You might ask, how can therapeutic gardens support the VA healthcare system and buffer the impending strain of services?  We know this for certain, that therapeutic gardens:

Aid in clinical treatment (horticultural, occupational, recreational therapies) from injury and illness (e.g. Post Traumatic Stress Disorder, physical disabilities) 

Provide a positive distraction from illness and concerns 

Reduce stress and blood pressure

Aid in a more seamless transition from wartime duty in a home-like setting

Normalize the environment; “de-medicalize” the setting, offer more “real life” application for treatment

Improve mood, function and socialization, increase natural absorption of Vitamin D, and balance circadian rhythms.

•  •  •

Help grow the list.

What of therapeutic gardens & veterans healthcare facilities?

Since Red Bird Design’s parent company (a collaboratory called Acer Institute LLC) facilitated the Acer/ASLA/Miami VA event in 2005 with Design for Generations LLC, many inquiries have poured in from allied professionals (Horticultural, Occupational, Recreational Therapists, etc.) and advocates seeking help to create therapeutic gardens for Veterans – a most brilliant, cost-effective intervention closing the gap in services and dealing with a current and anticipated preponderance of need.  Check back this week, Acer will publish a growing list of therapeutic gardens at VA facilities.

How and where do therapeutic gardens and their associated therapies fit into the VA system?  What of the “exterior resources” at VA facilities?  There are “grounds” for a variety of services (recreational and physical rehab, talk therapy, etc.) in these untapped landscapes — they are potential venues of care. With minor alterations, these barren landscapes will become gardens of health, recovery, respite, hope for our older vets, our current vets and the new vets (not to mention families).  In these “healing gardens” vets and military families find more “real and home-like settings” to help with the transition “home”.   
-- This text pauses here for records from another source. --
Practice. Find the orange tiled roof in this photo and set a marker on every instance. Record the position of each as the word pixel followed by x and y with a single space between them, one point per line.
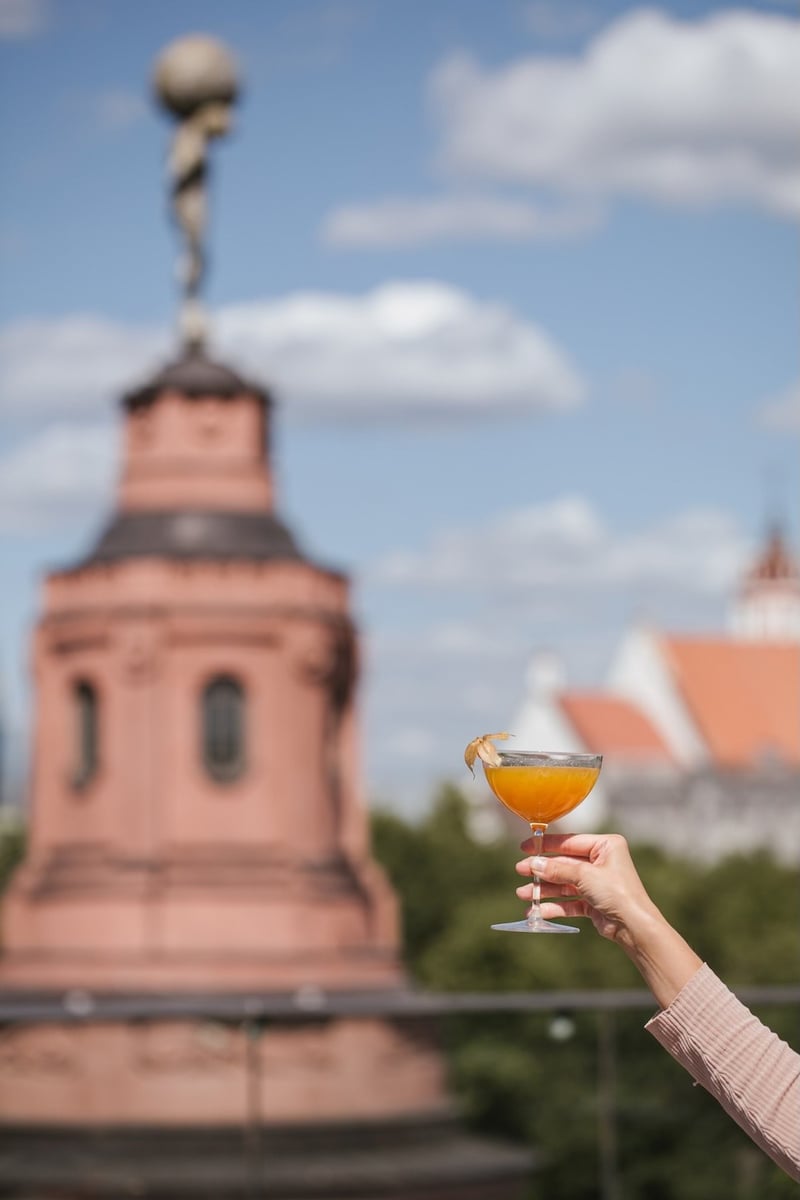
pixel 613 726
pixel 744 696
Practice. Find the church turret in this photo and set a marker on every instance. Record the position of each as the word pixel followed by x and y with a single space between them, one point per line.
pixel 768 604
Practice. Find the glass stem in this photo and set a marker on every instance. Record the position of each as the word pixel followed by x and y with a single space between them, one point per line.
pixel 535 913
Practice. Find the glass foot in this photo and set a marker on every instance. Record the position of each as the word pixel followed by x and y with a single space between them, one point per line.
pixel 536 927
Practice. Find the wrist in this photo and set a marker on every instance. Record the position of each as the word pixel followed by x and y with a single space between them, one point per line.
pixel 663 959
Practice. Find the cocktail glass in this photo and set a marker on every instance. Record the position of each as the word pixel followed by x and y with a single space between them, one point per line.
pixel 540 789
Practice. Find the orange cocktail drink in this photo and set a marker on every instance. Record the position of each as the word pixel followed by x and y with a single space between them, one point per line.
pixel 539 787
pixel 541 793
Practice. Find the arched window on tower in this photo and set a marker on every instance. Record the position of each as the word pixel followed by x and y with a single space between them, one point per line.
pixel 85 735
pixel 223 729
Studies have demonstrated that a sensitively designed garden offers a “demedicalized” environment and provides clients/patients/residents a more comfortable and less stressful place to “be”. In short, when less stressed, better results are noted in “recovery” (Ulrich, 1984; Barnes, 1994).  When designed by those who are trained in the “collaborative therapeutic landscapes design approach” teaming with clinical staff, care givers and patients themselves, a therapeutic (healing) garden offers a more “real life” recovery situation because it is a garden, e.g., various “real life” surfaces to practice walking across with one’s new prosthetic device (leg, foot, etc.); surgery or stroke strength gain recovery by reaching/grasping/holding to pick tomatoes, hand water a plant, or pull a weed; orientation to time, place, situation, season through the use of plants for those experiencing mental health issues.  As Chief Psychologist Dr. Francis S. Gilbert of the VA Southern Oregon Rehabilitation Center & Clinics puts it, “In terms of therapy, this is the sort of activity that fulfills body, mind and spirit. It involves the actual work of keeping the garden up and there is a spiritual connection here from working in the ground and raising something.”  

Miami VA Hope Garden sign makes clear the purpose. Photo credit: Jack Carman, Design for Generations LLC.

Miami VA Hope Garden sign makes clear the purpose. Photo credit: Jack Carman, Design for Generations LLC.

Ah, what a difference a garden makes.